2025年9月、米政府とByteDance(バイトダンス)の協議は、米国版TikTokを米投資家が主導する新会社に切り出し、レコメンドアルゴリズムは売却ではなくByteDanceからライセンス供与を受ける構成で整理が進んでいます。

米国内のユーザーデータ保護やアルゴリズムの検証・監督はOracleが担う方針で、最終的な詳細は規制審査と大統領令の発出を経て詰められる見込みです。

概要

米ByteDanceの株主比率はオラクルと投資ファンドのシルバー・レイクが率いる米国の合弁会社や米投資家が多数を占め、ByteDanceは20%以下の少数持分にとどまる見通しです。アルゴリズムはByteDanceが複製版を新会社にライセンスし、米国内データで再学習を行ったうえで、Oracle(オラクル)がその妥当性や挙動を検証します。

米政府は資本参加や取締役会への直接関与は行わない方向で、ユーザー側の体験としては再ダウンロードの必要がなく、継続利用が可能と説明されています。もっとも、再学習の過程では推奨の傾向が局所的に変化する可能性があり、監督体制の立ち上げと並行して安定運用に向けた調整が続くとみられます。

未解決の争点

米国法が定める「アルゴリズム運用に関する協力の禁止」を、ライセンス供与という形でどう満たすかは依然として解釈の余地が残っています。運用主体を米側に置きつつも、知的財産としてのアルゴリズムを継続利用するスキームが立法趣旨に合致するかは、議会や規制当局の最終判断に委ねられます。さらに、中国側の輸出規制や承認プロセスとの整合も不可欠であり、政治情勢に左右される不確実性は最後まで残り続けます。

日本への影響は限定的

日本の一般ユーザーや国内向け広告主に直ちに実害が生じる可能性は低く、提供体制や国内法制が急変する兆候も現時点では見当たりません。
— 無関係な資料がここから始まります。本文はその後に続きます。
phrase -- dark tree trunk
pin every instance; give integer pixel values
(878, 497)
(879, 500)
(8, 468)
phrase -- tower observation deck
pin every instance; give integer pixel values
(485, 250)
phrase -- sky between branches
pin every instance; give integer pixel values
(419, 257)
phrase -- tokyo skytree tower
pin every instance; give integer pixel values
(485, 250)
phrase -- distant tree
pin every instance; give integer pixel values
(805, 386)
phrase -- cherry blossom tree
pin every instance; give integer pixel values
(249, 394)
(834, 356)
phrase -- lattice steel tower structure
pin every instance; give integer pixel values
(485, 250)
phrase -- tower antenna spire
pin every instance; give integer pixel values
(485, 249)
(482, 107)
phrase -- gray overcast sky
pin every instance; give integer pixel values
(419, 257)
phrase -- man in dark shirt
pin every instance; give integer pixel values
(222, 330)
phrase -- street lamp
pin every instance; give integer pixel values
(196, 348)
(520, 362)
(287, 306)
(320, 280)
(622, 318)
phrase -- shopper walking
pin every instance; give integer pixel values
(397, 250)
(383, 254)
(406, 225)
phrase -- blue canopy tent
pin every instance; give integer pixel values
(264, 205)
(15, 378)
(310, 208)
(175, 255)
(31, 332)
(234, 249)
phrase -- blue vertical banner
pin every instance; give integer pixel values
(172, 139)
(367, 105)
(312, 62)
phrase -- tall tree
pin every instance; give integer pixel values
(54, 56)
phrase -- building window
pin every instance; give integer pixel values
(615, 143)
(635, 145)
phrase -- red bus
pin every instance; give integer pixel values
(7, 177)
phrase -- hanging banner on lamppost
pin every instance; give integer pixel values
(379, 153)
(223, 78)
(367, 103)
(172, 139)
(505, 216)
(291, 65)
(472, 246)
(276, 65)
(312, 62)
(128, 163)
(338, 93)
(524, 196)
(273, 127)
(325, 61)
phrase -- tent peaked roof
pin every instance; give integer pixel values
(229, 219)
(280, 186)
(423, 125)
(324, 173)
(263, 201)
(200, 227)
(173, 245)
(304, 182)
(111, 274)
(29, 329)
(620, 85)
一方で、米国向けに広告配信や計測を行う日本企業には、入札ロジックやブランドセーフティ設定、測定APIなどで米版特有の微妙な仕様差が生まれ、KPIの推移に影響が出る可能性があります。また、米国の視聴比率が高い日本のクリエイターにとっては、アルゴリズム再学習の過程で露出に揺らぎが生じる恐れがあり、短期的には指標の観測とクリエイティブの再最適化が重要になります。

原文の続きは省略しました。